The Womb of Grief, however, might just be the game’s most interesting dungeon. While optional, progress through it is required to access Strange Journey Redux‘s new chaos, law, and neutral endings. Players looking to find all six fruit fragments required for the Womb of Grief’s completion will lose several hours of their life to it. It’s a wonderful “sick day” experience.
Demons and Alignments
As the franchise’s most distinctive feature, demon negotiation still exists, though minor revisions positively impact the experience. The act of negotiation hasn’t changed, but new underlying mechanics alter the player’s approach. Alignments, the series staple that determines a player’s ending, play a larger role than in other modern SMT games. Alignments are prescribed to demons as well as the player. A negotiation’s difficulty hinges upon compatibility. If the main character and demon share the exact same alignment, one flubbed response is brushed aside, allowing more wiggle room for the player. Initiating a conversation with a demon whose alignment falls on the opposite end of the spectrum is a delicate balancing act. One incorrect response is enough to spark fiery rage, allowing the opposition to act first in combat.
In addition to this balancing act, dark-aligned demons are averse to conversation as are all demons under a full moon. Every few steps progresses the moon cycle. Acting as a basic time of day system, it’s another mechanic that adds to Strange Journey Redux‘s mental acuity. Make no mistake. While Strange Journey Redux‘s additions make it more accessible, it is still primarily aimed at hardcore role-playing fans. If you don’t want to spend minutes deliberating upon things like party composition and demon fusion, you’ve come to the wrong place.
Co-op attacks further add to Strange Journey Redux‘s strategic pool.

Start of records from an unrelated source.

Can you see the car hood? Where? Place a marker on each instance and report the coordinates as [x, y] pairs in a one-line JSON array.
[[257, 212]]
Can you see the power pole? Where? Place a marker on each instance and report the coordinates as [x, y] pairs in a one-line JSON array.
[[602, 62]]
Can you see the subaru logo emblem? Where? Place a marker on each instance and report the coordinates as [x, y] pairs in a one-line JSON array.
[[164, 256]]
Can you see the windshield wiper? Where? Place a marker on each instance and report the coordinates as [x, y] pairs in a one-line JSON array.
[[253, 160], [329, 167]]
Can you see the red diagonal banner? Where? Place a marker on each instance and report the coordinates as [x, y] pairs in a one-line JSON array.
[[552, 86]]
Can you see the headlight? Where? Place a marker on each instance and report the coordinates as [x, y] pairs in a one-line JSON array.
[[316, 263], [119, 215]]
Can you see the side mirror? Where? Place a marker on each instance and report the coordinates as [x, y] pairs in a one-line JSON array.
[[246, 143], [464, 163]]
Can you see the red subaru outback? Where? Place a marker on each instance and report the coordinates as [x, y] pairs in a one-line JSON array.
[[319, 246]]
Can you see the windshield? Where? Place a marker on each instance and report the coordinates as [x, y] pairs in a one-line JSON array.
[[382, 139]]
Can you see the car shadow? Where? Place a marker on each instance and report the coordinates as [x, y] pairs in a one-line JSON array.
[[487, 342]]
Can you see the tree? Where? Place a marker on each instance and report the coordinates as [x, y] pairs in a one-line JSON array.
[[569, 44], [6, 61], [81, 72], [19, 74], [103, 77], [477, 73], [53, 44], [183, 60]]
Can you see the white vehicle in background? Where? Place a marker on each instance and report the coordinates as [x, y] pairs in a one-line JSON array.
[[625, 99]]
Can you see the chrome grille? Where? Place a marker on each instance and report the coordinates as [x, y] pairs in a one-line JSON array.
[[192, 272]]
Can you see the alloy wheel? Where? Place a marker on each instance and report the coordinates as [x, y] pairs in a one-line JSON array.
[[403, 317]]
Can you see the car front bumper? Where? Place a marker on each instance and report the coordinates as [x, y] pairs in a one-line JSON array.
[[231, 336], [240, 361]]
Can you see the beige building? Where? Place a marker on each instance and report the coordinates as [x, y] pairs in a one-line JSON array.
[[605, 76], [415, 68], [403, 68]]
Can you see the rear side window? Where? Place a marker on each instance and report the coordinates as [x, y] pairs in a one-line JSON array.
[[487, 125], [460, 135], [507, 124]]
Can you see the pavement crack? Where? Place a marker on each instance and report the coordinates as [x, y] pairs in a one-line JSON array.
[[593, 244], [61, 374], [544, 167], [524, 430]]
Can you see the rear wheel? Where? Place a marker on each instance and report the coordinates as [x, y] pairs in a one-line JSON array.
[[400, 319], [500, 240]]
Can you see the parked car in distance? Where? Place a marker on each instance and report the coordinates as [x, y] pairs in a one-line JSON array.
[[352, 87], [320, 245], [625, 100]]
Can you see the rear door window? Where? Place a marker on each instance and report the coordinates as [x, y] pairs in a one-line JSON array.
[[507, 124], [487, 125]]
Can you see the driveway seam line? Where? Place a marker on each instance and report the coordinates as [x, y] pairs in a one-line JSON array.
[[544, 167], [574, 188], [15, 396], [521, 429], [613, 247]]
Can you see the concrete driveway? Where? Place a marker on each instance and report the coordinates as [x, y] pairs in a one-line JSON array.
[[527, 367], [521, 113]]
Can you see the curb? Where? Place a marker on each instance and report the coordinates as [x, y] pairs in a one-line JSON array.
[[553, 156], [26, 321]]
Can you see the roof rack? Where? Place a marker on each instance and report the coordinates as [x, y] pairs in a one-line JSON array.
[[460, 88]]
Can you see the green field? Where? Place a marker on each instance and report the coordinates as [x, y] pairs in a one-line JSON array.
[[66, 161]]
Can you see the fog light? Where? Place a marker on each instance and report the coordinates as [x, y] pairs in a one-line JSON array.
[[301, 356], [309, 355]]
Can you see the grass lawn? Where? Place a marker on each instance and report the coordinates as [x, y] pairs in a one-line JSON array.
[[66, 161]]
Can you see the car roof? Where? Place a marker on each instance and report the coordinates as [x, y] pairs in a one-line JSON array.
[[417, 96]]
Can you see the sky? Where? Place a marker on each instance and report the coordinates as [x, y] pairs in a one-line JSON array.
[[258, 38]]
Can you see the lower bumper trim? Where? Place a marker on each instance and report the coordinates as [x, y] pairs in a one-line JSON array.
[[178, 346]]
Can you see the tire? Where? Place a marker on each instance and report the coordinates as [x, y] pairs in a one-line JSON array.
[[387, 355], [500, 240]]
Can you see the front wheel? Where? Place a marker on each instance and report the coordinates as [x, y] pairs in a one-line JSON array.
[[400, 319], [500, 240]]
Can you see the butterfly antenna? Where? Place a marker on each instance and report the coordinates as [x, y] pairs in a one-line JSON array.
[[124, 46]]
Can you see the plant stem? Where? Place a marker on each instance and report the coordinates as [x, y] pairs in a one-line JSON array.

These replace the press turn system introduced in Nocturne. Whereas the press turn system offered an extra turn or chance to perform an “all-out attack” when elemental weaknesses were exploited, co-op attacks require more careful consideration. Party members perform co-op attacks when they share the attacker’s alignment. A co-op attack’s strength depends on how many members are aligned with the attacker. A level 1 co-op strike occurs when only one member is on the same wavelength while level 3 denotes the entire party’s participation.
This alteration doesn’t dramatically alter the flow of combat, but it is a more mentally taxing challenge for those that choose to engage with it. Demon fusion and forming parties has an extra layer because of this mechanic. Some may see it as a hassle, but it fixes the press turn system’s borderline broken nature. Fans don’t buy this kind of game to experience a carefree role-playing game. They’re in it because they relish in employing planned out strategies.
Strange Journey Redux is comfort food. Longstanding SMT fans will take solace in its familiarity. Its changes are minor enough to prevent it from feeling foreign, but significant enough to satiate the worn out folk. Its underwhelming status as an enhanced port may put off owners of the original, but it comes highly recommended to newcomers looking for a challenging turn-based role-playing game.